Good luck with your shopping and asking these questions now will help you learn from the lessons many of us have learned.


----------



## shelty (Jun 26, 2008)

I have to agree with the previous post but for an additional reason. When we were looking to buy our 21RS in 2008, I was hoping to pull it with our '07 Nissan Frontier. We were intoduced to a term called "sailing." Others may be able to expalain it better, but it basically has to do with the amount of wind resistence the front surface of the trailer has when compared to the profile of a smaller TV. (You may be able to find some information about this in your Tacoma's manual.) After learning this, we did some more leg-work and found a good deal on a '06 Expedition. I can say I'm really glad we went with this TV instead. It does a great a job of pulling the trailer. Just another thing to consider???


----------



## Dave_CDN (Sep 13, 2007)

We tow our 2010 210rs with a Dodge 1500 QC 5.7 and have no issues, not sure I would be willing to head down the road with my family setup in anything smaller.
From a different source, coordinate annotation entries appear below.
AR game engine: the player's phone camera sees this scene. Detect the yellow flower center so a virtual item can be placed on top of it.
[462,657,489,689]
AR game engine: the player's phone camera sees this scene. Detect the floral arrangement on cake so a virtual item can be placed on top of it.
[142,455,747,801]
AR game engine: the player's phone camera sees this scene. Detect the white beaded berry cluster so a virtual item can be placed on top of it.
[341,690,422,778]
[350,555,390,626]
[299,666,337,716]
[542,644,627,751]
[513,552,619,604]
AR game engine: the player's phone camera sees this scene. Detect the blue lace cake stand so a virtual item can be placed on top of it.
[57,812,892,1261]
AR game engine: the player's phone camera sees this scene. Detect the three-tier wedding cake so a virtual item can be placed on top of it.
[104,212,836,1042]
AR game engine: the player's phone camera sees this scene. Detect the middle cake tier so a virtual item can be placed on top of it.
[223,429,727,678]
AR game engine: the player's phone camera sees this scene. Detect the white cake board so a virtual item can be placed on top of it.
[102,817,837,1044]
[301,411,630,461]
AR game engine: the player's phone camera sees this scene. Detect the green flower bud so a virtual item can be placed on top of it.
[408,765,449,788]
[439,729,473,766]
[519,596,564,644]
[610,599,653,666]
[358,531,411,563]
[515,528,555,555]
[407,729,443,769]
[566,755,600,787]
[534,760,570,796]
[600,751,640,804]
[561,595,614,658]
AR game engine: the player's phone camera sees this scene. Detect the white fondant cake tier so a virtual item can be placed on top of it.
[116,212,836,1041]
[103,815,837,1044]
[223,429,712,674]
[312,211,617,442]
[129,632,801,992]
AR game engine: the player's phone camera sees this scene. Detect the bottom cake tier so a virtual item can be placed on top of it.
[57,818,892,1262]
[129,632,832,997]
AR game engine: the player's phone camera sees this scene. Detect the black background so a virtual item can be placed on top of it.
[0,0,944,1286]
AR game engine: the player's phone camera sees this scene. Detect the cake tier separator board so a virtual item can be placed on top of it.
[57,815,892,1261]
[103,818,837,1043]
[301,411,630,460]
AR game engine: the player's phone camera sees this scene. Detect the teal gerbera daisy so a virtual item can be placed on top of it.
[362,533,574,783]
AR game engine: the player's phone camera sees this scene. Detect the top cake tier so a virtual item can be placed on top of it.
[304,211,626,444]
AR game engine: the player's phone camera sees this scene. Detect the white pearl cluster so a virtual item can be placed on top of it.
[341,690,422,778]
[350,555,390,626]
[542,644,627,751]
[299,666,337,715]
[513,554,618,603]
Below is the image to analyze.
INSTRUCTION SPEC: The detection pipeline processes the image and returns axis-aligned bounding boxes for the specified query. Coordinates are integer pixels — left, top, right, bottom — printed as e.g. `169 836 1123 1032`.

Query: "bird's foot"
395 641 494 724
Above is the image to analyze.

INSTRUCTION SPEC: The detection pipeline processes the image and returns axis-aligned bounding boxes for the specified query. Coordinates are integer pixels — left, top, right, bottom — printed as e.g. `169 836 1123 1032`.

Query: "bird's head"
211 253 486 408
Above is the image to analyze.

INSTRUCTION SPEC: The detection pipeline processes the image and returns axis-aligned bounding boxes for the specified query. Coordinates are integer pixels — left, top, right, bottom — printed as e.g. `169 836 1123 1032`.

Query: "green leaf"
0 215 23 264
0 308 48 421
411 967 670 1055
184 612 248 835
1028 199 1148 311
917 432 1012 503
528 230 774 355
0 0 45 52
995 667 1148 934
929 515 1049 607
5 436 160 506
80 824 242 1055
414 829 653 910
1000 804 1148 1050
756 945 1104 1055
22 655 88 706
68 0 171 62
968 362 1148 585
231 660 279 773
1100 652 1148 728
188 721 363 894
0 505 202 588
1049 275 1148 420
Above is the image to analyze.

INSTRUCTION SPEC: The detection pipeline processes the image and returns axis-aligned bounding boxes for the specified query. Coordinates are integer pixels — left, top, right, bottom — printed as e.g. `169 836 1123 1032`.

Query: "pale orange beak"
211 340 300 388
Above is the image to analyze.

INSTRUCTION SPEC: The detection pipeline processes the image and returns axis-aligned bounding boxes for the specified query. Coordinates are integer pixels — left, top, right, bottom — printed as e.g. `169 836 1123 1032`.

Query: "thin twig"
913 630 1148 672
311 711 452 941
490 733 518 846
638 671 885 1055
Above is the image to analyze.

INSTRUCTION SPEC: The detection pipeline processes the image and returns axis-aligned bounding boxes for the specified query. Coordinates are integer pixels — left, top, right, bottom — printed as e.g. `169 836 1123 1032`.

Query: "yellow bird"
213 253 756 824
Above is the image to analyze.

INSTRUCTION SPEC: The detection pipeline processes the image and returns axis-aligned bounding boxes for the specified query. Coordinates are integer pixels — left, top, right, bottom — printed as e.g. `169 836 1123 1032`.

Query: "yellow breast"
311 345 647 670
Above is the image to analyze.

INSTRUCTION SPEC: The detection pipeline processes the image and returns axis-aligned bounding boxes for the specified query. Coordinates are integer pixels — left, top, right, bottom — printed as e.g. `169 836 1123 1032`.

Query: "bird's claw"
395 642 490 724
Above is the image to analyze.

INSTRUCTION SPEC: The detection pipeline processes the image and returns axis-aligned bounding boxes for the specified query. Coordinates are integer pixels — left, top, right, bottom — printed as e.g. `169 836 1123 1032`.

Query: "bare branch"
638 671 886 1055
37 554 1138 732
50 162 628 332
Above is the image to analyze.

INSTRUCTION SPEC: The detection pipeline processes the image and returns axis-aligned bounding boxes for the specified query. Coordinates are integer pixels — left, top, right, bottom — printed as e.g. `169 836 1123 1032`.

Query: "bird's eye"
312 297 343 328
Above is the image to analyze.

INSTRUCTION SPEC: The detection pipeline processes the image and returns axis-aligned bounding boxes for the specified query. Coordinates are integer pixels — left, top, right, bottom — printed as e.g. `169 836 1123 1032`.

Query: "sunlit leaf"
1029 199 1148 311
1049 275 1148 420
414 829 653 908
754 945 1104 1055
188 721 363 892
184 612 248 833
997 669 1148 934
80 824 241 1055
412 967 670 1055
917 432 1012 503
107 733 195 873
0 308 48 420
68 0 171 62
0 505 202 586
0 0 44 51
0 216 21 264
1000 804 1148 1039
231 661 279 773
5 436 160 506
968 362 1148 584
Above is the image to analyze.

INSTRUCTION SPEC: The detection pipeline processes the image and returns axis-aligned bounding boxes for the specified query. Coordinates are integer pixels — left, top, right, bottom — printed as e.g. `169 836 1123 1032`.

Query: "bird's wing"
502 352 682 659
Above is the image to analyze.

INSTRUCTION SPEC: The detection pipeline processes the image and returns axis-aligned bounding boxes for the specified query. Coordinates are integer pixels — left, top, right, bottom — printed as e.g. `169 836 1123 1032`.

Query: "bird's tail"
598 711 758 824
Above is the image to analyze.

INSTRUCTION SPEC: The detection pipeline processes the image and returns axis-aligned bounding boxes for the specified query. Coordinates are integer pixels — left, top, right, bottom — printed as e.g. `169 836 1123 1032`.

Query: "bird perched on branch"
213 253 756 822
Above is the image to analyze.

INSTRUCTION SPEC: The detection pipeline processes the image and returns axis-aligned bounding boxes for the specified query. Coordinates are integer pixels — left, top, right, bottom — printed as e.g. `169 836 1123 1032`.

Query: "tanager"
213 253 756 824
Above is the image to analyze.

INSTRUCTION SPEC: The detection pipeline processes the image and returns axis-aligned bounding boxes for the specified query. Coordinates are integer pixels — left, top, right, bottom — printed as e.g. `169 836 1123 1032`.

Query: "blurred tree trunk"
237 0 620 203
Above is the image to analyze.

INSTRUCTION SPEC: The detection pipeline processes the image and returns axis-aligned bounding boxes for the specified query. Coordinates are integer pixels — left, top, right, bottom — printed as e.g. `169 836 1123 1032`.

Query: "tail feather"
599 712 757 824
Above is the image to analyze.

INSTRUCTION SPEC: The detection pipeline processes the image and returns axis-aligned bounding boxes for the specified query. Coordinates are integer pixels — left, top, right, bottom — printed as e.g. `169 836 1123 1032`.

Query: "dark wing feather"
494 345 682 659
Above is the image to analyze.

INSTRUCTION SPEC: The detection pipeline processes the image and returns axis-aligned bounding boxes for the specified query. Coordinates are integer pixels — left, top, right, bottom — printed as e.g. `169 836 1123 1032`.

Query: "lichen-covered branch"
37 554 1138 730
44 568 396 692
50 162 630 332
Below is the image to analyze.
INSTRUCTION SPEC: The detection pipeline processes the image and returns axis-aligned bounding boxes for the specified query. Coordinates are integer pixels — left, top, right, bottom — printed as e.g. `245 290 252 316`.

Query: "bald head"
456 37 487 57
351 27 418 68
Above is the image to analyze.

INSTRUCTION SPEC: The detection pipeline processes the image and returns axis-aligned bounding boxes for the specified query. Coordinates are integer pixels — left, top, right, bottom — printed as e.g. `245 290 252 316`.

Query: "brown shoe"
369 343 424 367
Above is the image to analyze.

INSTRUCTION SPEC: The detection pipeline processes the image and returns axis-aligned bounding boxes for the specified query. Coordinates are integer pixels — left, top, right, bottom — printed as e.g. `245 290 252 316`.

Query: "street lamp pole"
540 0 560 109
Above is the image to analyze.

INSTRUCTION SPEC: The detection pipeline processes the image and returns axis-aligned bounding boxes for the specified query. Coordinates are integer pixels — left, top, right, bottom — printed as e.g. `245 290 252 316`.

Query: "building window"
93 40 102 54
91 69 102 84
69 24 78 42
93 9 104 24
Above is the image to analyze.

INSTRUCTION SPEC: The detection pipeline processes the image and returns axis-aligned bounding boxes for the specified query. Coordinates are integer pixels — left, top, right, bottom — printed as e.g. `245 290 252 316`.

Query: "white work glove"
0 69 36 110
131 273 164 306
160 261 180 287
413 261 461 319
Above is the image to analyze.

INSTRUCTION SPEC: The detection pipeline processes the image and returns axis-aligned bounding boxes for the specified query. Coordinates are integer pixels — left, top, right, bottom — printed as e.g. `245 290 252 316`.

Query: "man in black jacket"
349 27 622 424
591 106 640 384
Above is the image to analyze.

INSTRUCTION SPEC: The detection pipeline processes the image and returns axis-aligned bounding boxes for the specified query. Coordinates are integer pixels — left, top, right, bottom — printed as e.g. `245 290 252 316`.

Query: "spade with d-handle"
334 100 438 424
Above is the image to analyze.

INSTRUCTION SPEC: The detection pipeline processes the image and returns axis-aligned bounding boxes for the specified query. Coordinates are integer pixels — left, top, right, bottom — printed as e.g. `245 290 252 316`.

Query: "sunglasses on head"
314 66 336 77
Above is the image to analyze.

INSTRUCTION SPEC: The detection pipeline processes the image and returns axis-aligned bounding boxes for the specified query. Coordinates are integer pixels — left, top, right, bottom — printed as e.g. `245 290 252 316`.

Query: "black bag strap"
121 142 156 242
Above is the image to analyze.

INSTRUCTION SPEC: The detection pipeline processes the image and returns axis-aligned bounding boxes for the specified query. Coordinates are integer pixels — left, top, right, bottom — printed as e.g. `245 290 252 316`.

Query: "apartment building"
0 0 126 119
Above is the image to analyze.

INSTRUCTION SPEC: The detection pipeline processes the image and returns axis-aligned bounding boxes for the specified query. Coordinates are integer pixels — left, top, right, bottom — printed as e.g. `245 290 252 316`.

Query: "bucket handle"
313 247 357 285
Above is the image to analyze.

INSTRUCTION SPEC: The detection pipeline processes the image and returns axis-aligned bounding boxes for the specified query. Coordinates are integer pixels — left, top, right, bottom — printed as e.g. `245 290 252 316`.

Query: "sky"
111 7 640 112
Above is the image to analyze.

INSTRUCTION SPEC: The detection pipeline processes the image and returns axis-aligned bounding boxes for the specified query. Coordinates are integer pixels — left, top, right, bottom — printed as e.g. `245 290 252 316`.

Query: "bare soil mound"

As a point of reference I checked the Toyota Site and it seems they are tow rating Tacoma as 5000 Lbs , I did not see any reference to 6500. As well most of the reputable dealer sites they suggest a 210/230/250 is Half Ton tow-able.

Assuming you are looking at a new Tacoma Max Towing Capacity for a 2010 Tacoma 5000 Lbs Toyota Canada Tacoma Spec's.

2010 210 RS 2010 210RS Spec Sheet

Shipping Weight 4806
Carry Capacity 2744
Total Combined 7550

Good Luck with your choice.

Happy Camping and Safe Travels


----------



## john7349 (Jan 13, 2008)

I tow a 21RS with a 2006 Toyota Tundra. I believe this is a good match. A larger TV of course, would be better. Anything smaller? No way.....


----------



## Ostenhouse (Feb 6, 2009)

We tow a 21rs with a 2005 dodge quad cab hemi and i would not want to tow with anything smaller. If you camp close to home you will probably be o.k. but expect some serious downshifts and high rpm revving to get up the hills. Stay close to big cities and keep a low profile in the stick with a toyota.


----------



## GO WEST (May 25, 2009)

I have owned a Tacoma. I love them, but they are not meant to pull that kind of weight/wind drag. You won't be happy pulling a bonafide travel trailer with a Tacoma; just not a good match. Maybe a pop-up but that's probably not what you are looking for. My uncle as a four-door Tundra with the 4.6 and he tows a cattle trailer with it no issues. It gets pretty good mileage empty too. Toyos are great cars/trucks. If you want to RV go with the Tundra or some other half-ton vehicle for the Outback 210RS.


----------



## ftwildernessguy (Oct 12, 2009)

It's not just a matter of whether or not it can be done, it comes down to safety and how much damage you want to do to your tow vehicle. Towing at or close to the max tow rating can severely damage your tow vehicle's drive train, which equals very expensive repairs. I tow with an F150 with the tow package and a 5.4l V-8 and the 210rs is about the biggest trailer I feel I could tow comfortably with this size truck, and I'm rated at 9300lbs.


----------



## thefulminator (Aug 8, 2007)

Remember that it's not just about pulling your trailer but being able to stop all the weight of the trailer, truck, stuff and people combined.


----------



## gonewild (Mar 13, 2009)

We have a 2009 210RS and went to Yellowstone last summer from NY. Overall, 8,000mi trip. Did it with a 2005 GMC Sierra 1500 Ext. Cab. TV did very well controlling the camper, but lacked power during the longer climbs and mountain passes. Before the trip I replaced the tow hitch to an UltraFrame receiver to distribute weight and added new KYB shocks. Wouldn't have done the trip without them. After the trip I purchased a 2500HD Duramax/Allison CC. It may be over kill, but one can never be too safe when it comes to your family and others.


----------